As a teenager, Chesanek’s confidence and willingness to serve her community unexpectedly led her to volunteer with the Simsbury Fire Department in 2004.

“I wanted to volunteer so I was thinking soup kitchens and things of that nature,” said Chesanek. “I ended up running into a friend who was a dispatcher when I was in high school. He was working for Simsbury Fire Department and told me to fill out an application to volunteer. I wasn't thinking that I wanted to be a firefighter. I just happened to want to volunteer and that was the opportunity that was presented to me.”

After volunteering with the department for three years, Chesanek became a certified firefighter in 2007.
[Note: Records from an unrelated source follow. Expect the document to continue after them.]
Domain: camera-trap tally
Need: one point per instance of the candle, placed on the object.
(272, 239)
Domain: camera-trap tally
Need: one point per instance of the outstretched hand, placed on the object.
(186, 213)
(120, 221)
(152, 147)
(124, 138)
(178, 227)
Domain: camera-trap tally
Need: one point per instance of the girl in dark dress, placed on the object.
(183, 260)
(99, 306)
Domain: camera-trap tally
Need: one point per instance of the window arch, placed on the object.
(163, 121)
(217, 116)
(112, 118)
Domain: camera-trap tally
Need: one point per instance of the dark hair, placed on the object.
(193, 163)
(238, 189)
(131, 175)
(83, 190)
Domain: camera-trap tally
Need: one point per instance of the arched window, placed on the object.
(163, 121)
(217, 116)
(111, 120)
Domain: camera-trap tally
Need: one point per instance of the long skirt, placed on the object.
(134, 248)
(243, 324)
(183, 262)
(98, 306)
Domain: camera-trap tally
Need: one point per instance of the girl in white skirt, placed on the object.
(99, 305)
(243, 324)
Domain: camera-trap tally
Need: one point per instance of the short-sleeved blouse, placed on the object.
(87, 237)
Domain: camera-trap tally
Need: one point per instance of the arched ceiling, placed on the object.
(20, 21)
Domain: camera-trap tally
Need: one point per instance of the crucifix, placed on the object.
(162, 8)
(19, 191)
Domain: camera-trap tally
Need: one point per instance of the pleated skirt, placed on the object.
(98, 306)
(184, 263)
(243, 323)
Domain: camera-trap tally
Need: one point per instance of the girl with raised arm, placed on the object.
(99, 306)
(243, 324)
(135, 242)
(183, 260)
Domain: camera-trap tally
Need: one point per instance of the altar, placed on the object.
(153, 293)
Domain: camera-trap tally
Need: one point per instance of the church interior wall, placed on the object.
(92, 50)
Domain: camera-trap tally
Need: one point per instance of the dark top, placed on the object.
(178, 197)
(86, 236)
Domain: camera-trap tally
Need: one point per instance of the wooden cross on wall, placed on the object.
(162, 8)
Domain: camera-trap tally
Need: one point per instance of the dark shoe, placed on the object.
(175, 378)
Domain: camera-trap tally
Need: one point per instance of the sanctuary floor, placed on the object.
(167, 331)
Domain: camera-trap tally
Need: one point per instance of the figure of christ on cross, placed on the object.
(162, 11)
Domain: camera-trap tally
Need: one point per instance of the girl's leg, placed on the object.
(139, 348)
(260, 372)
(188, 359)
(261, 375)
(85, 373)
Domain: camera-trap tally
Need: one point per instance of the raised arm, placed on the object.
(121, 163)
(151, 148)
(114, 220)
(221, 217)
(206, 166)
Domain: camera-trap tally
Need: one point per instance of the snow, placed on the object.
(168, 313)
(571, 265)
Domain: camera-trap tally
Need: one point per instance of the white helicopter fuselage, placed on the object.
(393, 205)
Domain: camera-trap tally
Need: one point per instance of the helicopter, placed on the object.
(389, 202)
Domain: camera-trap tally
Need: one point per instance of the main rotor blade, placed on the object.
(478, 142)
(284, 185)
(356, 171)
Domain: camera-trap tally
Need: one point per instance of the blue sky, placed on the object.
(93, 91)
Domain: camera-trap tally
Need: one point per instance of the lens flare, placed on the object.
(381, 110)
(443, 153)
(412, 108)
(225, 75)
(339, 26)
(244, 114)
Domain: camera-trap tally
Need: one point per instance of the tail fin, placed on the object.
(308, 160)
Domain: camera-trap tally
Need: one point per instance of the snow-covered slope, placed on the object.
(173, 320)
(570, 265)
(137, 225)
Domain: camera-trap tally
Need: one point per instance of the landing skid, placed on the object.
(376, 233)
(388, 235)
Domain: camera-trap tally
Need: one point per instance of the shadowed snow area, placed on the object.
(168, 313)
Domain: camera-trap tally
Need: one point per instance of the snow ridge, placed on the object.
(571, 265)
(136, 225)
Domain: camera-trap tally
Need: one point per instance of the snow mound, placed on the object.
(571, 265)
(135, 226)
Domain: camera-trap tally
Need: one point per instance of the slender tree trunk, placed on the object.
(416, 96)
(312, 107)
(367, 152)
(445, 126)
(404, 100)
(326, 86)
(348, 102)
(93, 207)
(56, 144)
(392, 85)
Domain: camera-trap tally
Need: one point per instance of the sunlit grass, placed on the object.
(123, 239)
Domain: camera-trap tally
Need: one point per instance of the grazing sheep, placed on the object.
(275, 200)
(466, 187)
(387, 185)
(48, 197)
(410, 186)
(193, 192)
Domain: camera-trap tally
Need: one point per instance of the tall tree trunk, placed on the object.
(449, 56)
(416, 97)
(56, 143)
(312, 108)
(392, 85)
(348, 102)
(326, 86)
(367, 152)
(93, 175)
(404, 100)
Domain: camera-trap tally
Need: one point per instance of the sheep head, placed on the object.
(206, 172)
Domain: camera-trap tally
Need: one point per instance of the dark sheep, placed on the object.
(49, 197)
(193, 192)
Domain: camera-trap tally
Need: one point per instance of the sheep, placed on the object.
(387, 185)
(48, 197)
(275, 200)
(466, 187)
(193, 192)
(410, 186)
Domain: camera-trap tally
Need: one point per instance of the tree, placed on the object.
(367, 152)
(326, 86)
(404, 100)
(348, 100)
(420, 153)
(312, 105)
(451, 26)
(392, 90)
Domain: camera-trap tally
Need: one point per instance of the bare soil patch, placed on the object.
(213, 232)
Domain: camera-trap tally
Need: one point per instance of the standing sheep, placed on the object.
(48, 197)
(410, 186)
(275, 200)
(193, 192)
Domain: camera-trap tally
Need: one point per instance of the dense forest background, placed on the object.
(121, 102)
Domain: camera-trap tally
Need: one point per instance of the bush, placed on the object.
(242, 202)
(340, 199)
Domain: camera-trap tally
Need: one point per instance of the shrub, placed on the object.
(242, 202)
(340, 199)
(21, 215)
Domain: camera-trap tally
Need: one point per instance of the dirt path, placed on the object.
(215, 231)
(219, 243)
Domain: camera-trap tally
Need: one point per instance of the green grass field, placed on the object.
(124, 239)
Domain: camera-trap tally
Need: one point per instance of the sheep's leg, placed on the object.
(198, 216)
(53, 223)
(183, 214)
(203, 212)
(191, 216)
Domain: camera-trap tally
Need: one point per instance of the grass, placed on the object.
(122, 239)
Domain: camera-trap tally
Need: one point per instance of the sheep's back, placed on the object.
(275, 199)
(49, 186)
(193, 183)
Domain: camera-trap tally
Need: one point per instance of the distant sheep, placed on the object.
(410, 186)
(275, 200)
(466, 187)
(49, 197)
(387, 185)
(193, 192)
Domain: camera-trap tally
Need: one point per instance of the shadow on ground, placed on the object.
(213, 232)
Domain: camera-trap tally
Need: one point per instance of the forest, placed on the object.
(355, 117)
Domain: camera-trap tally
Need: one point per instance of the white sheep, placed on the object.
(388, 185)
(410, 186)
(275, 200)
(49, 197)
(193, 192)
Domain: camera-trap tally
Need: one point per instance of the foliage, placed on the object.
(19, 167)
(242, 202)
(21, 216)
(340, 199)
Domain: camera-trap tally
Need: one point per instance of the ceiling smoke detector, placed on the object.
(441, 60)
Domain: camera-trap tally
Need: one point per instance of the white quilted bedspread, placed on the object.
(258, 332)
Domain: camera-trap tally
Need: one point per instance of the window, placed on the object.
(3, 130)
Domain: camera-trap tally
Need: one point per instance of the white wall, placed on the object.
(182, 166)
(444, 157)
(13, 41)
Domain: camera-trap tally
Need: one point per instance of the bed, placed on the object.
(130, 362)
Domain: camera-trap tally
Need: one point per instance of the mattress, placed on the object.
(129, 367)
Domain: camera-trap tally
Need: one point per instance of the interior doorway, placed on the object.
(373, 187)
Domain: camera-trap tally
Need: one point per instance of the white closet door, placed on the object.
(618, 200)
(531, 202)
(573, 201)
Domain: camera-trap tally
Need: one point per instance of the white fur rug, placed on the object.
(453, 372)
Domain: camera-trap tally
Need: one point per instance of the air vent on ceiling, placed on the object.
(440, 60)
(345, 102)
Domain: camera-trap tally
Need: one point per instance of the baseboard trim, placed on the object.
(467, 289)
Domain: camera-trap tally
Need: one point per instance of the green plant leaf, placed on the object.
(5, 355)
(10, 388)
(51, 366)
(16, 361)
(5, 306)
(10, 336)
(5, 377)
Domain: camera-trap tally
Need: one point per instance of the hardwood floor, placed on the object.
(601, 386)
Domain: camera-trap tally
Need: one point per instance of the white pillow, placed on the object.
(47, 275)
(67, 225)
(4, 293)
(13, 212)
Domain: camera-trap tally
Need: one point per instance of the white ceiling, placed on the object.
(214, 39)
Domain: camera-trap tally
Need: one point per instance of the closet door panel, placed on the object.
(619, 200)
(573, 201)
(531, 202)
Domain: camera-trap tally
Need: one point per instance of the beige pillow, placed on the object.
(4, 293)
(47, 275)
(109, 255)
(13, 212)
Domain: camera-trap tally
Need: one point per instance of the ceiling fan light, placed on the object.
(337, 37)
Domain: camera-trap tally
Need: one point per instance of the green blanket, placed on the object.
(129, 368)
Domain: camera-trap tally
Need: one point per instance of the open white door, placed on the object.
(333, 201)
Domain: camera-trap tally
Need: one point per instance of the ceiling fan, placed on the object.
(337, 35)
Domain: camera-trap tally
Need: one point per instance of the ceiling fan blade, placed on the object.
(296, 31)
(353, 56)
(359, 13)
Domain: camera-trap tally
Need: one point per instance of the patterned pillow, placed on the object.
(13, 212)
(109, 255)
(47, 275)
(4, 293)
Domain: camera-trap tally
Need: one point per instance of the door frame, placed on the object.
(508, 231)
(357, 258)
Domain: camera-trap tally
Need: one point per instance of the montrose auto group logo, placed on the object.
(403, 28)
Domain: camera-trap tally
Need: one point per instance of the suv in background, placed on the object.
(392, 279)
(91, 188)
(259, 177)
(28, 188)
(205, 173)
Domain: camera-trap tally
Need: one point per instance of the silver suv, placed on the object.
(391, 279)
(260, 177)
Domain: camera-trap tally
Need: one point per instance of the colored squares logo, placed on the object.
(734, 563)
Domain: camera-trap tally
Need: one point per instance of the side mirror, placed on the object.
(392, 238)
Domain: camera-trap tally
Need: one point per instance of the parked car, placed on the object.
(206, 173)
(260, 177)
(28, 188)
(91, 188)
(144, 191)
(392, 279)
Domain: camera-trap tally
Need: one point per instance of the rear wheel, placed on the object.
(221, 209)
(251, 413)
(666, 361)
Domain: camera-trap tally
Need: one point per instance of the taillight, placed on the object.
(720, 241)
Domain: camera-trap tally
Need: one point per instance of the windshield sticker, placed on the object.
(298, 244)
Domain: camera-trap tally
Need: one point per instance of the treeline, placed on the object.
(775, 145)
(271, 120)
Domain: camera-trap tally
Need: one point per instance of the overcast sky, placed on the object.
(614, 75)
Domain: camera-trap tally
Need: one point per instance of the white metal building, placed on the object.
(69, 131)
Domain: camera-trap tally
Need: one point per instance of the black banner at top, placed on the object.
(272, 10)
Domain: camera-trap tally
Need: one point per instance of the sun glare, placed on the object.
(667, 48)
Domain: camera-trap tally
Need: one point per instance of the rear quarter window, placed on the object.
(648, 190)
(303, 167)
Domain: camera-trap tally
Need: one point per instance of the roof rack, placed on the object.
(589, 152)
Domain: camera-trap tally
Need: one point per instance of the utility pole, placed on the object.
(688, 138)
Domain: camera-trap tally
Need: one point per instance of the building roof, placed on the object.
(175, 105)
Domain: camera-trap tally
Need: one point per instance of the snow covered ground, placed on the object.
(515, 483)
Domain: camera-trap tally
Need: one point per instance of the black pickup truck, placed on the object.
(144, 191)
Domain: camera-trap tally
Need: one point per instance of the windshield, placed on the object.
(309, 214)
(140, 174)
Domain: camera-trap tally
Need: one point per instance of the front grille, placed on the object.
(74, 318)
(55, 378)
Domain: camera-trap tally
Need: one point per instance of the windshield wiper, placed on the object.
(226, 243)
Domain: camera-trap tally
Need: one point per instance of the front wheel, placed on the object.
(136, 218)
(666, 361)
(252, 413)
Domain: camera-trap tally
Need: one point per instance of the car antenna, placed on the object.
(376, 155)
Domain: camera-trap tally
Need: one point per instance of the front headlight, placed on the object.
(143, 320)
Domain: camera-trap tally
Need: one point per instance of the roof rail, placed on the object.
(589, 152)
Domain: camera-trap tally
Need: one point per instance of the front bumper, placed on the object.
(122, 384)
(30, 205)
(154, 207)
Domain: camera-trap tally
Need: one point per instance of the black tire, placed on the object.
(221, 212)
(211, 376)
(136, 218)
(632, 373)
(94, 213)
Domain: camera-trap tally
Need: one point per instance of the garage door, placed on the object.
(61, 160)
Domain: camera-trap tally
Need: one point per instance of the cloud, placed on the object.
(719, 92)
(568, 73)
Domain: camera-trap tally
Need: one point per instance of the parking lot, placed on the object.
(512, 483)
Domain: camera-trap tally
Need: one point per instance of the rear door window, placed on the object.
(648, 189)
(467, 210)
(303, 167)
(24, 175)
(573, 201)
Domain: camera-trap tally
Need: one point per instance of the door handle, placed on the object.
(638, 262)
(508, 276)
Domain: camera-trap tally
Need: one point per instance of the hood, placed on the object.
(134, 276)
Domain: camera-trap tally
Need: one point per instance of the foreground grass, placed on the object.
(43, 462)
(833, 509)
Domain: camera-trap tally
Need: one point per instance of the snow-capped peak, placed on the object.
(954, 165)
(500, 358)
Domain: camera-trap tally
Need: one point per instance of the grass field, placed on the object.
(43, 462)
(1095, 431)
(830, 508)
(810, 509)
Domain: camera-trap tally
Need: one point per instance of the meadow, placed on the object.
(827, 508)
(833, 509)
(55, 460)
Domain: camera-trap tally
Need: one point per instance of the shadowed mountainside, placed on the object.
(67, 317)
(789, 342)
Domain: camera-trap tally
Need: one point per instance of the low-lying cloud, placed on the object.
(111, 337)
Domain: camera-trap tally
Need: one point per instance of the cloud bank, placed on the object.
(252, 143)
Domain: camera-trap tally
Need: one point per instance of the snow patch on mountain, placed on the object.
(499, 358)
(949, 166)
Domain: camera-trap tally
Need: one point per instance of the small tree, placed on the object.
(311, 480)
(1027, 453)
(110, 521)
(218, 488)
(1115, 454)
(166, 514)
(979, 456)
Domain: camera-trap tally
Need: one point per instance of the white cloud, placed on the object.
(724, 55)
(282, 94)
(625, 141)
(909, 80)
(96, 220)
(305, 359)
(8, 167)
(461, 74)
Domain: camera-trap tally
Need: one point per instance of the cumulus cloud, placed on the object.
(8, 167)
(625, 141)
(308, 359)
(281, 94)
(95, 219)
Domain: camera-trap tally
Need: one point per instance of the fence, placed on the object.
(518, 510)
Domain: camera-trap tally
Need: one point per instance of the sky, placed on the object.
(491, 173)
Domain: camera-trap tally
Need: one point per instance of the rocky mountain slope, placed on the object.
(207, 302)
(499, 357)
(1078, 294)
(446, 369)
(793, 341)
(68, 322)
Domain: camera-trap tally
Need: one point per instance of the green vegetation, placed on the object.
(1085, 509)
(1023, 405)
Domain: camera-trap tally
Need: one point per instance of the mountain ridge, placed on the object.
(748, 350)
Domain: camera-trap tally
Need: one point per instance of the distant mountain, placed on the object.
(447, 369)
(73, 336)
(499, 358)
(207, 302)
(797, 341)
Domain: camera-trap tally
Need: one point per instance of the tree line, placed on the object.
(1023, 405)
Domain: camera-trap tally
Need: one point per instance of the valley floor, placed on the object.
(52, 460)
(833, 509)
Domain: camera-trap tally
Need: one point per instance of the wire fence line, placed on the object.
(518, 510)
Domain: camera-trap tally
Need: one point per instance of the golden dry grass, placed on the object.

Her desire to serve her community and an interest in airplanes led her to enlist in the Connecticut Air National Guard in 2011. The Guard, with its one weekend a month, two weeks a year service obligation, would give Chesanek the opportunity to pursue careers with the military and the fire department at the same time. While working as a part-time volunteer for the fire department, her goal was to become a full-time career firefighter.

“Usually if you want to be a firefighter, you have to have an EMT background,” said Chesanek. “So I figured that the Guard would help set me up for success with getting a career position with the fire department -- having the service behind me, a lot of education and training behind me, as well as the skills that the Air Force is able to provide you.”

In 2015, after several years of training and a competitive selection process, Chesanek, finally became a career firefighter with the New Britain Fire Department. Chesanek’s hiring was notable, as only two women had served in the department since it was established in 1833. Seven years later, Chesanek and Lauren Burns would make history by becoming the department’s first female firefighters promoted to the rank of lieutenant.

According to the National Fire Protection Association, women represent less than 12 percent of all firefighters in the U.S. Firefighting can be mentally and physically challenging, said Chesanek. As one of the few female firefighters serving in New Britain Fire Department, she expects to be held to the same professional standards as her male counterparts.

“If you want something, at some point you're going to get pushed into a corner and you have to realize nothing is going to come easy,” said Chesanek. “Just have persistence and keep on going through it, if it’s something that you want. It took me seven years to get hired in New Britain. A phrase that I live by is ‘persistence as a way of life.’ So just keep on pushing, and you'll get there.”